The scientists found that calcium carbonate levels from the dunes were usually greater than 40 percent. In contrast, calcium carbonate levels in areas off the dunes ranged from zero to 9 percent, the researchers said.
"Windblown dunes typically are 100 percent quartz sand," Abbott said. "These dunes have a lot of carbonate. The sands right outside those areas have basically no carbonate."
The dunes also contained an abundance of intact microscopic marine fossils.
"If these fossils were blown inland by the wind, one might expect them to get broken to pieces as they bounce off the surface," Abbott said. "However, if they were transported by the water, one might expect them to remain whole. We see whole intact microfossils, for the most part. You do see a little bit of wear at their edges, but that's because they could've been reworked by the wind after they were carried in by the water. You don't really see them broken to pieces."
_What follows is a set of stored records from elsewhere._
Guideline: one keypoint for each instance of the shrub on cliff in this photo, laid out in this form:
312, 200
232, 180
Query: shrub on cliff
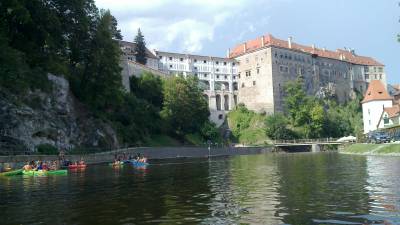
47, 149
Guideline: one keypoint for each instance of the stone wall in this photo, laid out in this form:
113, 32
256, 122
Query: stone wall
55, 117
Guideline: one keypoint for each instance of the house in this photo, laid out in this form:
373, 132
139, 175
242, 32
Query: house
376, 100
390, 117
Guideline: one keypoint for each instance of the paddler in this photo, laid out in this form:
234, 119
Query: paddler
27, 167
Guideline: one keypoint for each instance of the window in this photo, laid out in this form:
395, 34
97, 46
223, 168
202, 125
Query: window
283, 69
386, 120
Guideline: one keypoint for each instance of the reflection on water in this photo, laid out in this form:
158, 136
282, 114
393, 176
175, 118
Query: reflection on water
258, 189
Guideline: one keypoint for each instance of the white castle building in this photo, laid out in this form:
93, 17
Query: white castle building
254, 73
217, 76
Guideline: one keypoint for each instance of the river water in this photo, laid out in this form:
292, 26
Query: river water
322, 188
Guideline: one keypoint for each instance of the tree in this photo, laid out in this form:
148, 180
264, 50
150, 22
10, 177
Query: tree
184, 109
147, 87
277, 127
140, 48
295, 100
102, 82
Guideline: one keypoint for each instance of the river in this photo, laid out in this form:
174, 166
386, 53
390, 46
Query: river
321, 188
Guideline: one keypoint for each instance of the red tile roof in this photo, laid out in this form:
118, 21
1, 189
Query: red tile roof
376, 91
268, 40
392, 111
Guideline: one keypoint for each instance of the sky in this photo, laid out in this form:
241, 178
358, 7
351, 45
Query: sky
211, 27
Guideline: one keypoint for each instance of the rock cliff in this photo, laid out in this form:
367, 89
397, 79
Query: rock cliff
55, 118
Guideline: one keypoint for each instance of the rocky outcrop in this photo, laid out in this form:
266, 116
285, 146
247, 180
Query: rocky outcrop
55, 118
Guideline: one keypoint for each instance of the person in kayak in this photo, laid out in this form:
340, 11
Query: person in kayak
40, 166
45, 166
27, 167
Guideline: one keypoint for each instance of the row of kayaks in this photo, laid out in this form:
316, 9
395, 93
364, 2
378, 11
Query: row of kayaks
34, 172
132, 162
135, 163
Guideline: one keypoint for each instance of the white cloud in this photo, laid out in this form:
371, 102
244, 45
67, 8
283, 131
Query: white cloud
171, 25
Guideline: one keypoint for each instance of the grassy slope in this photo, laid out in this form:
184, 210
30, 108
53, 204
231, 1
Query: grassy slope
252, 135
373, 149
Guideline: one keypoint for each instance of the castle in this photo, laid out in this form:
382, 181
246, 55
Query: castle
254, 73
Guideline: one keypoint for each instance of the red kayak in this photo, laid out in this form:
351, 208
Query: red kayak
77, 166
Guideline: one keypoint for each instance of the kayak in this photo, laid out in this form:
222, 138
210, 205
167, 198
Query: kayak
139, 164
77, 166
44, 172
12, 173
121, 164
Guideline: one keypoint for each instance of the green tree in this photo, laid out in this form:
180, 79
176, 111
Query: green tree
184, 109
314, 127
295, 101
140, 48
276, 127
102, 83
147, 87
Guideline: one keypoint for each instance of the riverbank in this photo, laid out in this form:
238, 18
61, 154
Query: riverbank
389, 149
151, 153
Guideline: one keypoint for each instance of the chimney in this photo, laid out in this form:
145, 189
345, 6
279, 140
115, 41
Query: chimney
290, 42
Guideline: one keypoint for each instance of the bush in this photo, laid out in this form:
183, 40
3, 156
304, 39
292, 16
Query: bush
47, 149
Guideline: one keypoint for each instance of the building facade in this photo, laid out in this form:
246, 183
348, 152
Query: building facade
267, 63
131, 68
217, 77
376, 100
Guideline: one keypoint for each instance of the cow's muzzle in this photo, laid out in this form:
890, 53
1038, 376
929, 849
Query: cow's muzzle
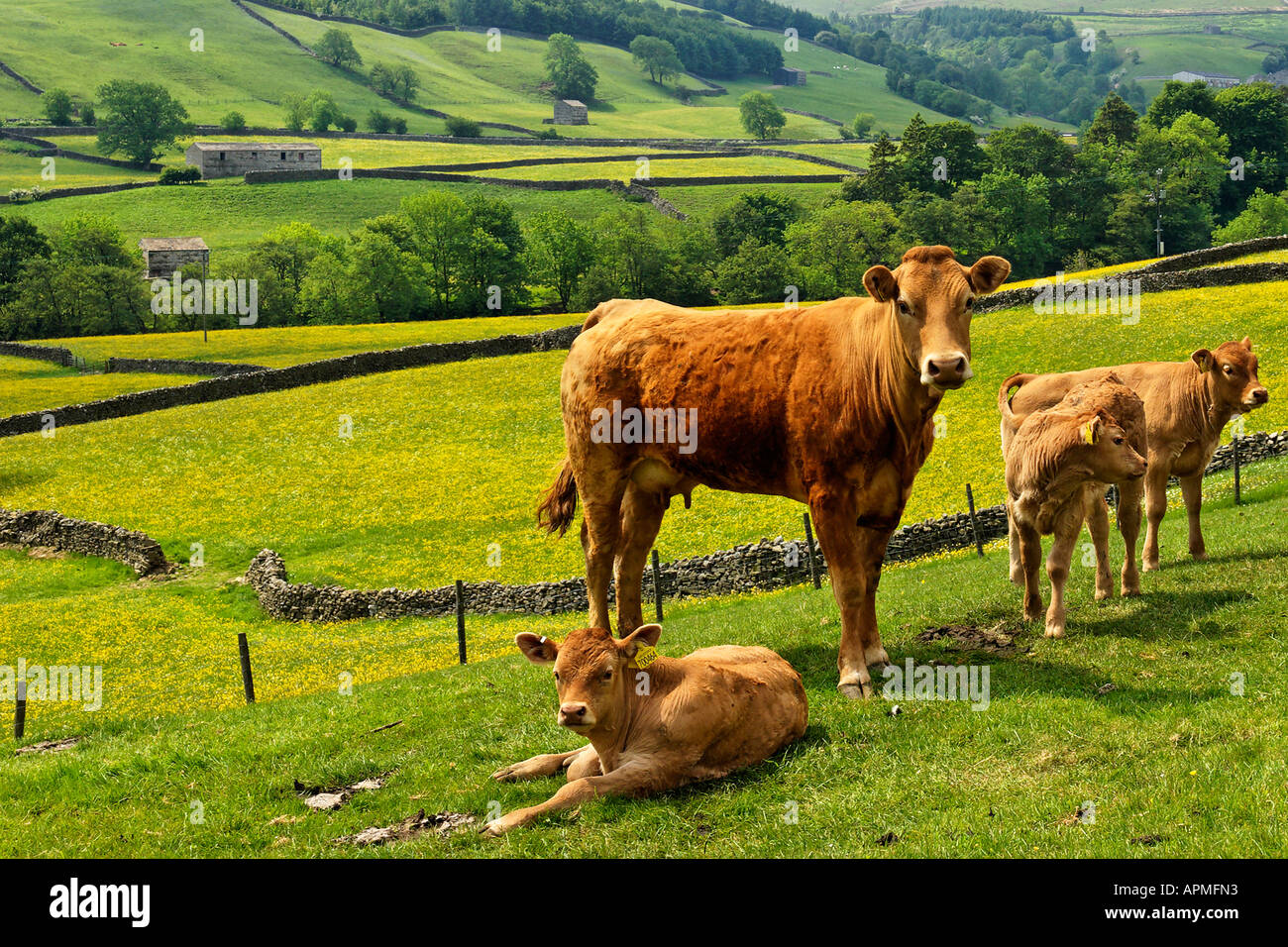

In addition, the presence of magnesium in the fossils suggests that, at one time, they were buried in warm, shallow, brackish waters. "They weren't sitting exposed on a beach — they were somehow excavated," Abbott said.
The researchers suggested that the monster tsunami may have been triggered by a comet or an asteroid striking the Indian Ocean. The cosmic impact may have created Burckle Crater, a pit about 18 miles (29 km) wide, located about 900 miles (1,450 km) southeast of Madagascar, about 12,500 feet (3,800 m) below the ocean's surface, they said. [Crash! The 10 Biggest Impact Craters on Earth]
"There are other deposits of material around the Indian Ocean that suggest they and the Madagascar dunes are evidence of a cosmic impact," Abbott said. "In western Australia, you see carbonate-rich sands that go up to 150 meters (492 feet) above sea level and 7 kilometers [4.35 miles] inland. Those sites could be contemporaneous with the Madagascar event, although we don't have enough data to say that yet."
However, "it's difficult to confirm that Burckle is an impact crater," Abbott said. "That's the problem with underwater craters — it's hard to verify their origins."
It is possible that the mega tsunami that may have struck Madagascar was not caused by a cosmic impact but rather a terrestrial event such as a massive landslide. "However, the effects of a large landslide are usually quite local," Abbott said. "If we find the Madagascar and Australia events are the same age across the Indian Ocean, then a cosmic impact may be responsible instead."
Future research can gather more samples from Madagascar for analysis and conduct wind-tunnel experiments on microfossils to see if they remain intact after many bounces or break up as expected, Abbott said.
Abbott and her colleagues detailed their findings Dec. 14 at the annual fall meeting of the American Geophysical Union in San Francisco.